In order to keep the blood moving throughout, the heart is relaxing (i.e. chambers are filling with blood) and then contracting (i.e. squeezing blood into the next section of the heart or into systemic circulation).

The fill time (time when the heart is relaxed and chambers are filling with blood) is dependent upon how quickly the heart is beating - the faster the heart rate (HR), the less fill time between contractions and conversely, the slower the heart rate, the longer the fill time between contractions.

DIGOXIN allows the heart to slow down (decreases the heart rate) meaning that it will have a longer fill time between contractions.

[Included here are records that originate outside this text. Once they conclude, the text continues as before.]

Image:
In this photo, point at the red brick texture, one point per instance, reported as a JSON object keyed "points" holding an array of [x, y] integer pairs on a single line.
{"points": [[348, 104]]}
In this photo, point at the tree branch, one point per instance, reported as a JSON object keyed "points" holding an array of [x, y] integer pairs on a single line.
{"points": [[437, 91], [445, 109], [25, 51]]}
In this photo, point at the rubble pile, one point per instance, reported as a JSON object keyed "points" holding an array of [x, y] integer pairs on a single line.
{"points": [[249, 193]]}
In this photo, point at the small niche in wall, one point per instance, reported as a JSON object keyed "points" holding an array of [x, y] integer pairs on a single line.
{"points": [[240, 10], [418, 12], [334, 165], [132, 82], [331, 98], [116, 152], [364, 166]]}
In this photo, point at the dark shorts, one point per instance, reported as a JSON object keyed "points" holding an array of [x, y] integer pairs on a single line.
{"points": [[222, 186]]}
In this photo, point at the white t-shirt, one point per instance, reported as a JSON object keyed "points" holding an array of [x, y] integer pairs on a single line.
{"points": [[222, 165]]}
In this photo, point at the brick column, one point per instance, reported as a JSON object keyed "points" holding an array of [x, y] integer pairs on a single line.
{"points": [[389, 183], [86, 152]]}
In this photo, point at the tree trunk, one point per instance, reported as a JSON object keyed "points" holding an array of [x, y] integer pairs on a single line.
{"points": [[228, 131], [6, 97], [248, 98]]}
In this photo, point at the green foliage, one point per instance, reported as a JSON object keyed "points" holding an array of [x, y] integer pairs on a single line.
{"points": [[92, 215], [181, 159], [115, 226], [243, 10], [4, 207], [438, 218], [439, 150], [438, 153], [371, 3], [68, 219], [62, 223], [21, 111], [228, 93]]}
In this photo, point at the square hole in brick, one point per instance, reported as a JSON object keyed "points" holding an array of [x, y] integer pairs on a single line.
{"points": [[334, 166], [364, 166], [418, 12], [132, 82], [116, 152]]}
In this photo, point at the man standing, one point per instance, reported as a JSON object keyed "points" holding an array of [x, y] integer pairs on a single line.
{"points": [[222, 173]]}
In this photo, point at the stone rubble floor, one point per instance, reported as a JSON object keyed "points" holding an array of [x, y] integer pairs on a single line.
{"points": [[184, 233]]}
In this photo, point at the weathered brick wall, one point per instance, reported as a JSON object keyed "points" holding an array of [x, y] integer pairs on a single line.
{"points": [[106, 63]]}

Increased fill time means more blood fills the left ventricle, before the medication then causes increased contractility (a more efficient squeeze) when it contracts causing more blood to pump into circulation with each beat. This leads to increased cardiac output (CO).

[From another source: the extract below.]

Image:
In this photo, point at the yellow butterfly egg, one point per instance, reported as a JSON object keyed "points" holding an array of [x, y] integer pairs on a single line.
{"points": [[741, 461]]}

decreased HR + increased contractility = increased CO


and increased CO leads to less blood backing up into the lungs and venous circulation causing issues like edema & pulmonary congestion.

 

so…If that’s how it works and what it does, in what instances would this be useful?

instances like Heart Failure (HF), cardiogenic shock, atrial fibrillation; atrial flutter; SVT

Other useful info about :

·       therapeutic index: 0.5 to 2 ng/mL

·       antidote: digoxin immune fab (Digibind)

·       contraindications: ventricular dysrhythmias; 2nd & 3rd degree heart block

·       use caution: patients with renal disease, hypothyroidism, hypokalemia

·       side effects: headache, hypotension, fatigue, bradycardia, dizziness

·       adverse effects: digoxin toxicity (presents with GI manifestations - anorexia, N/V/D; blurred vision or yellow-green halos; diplopia, weakness, drowsiness, bradycardia)

·       nursing considerations/patient teaching

  • monitor digoxin levels and for digoxin toxicity

  • monitor electrolytes, especially potassium (toxicity is more likely to happen with hypokalemia, hypomagnesemia, hypothyroidism, and hypercalcemia)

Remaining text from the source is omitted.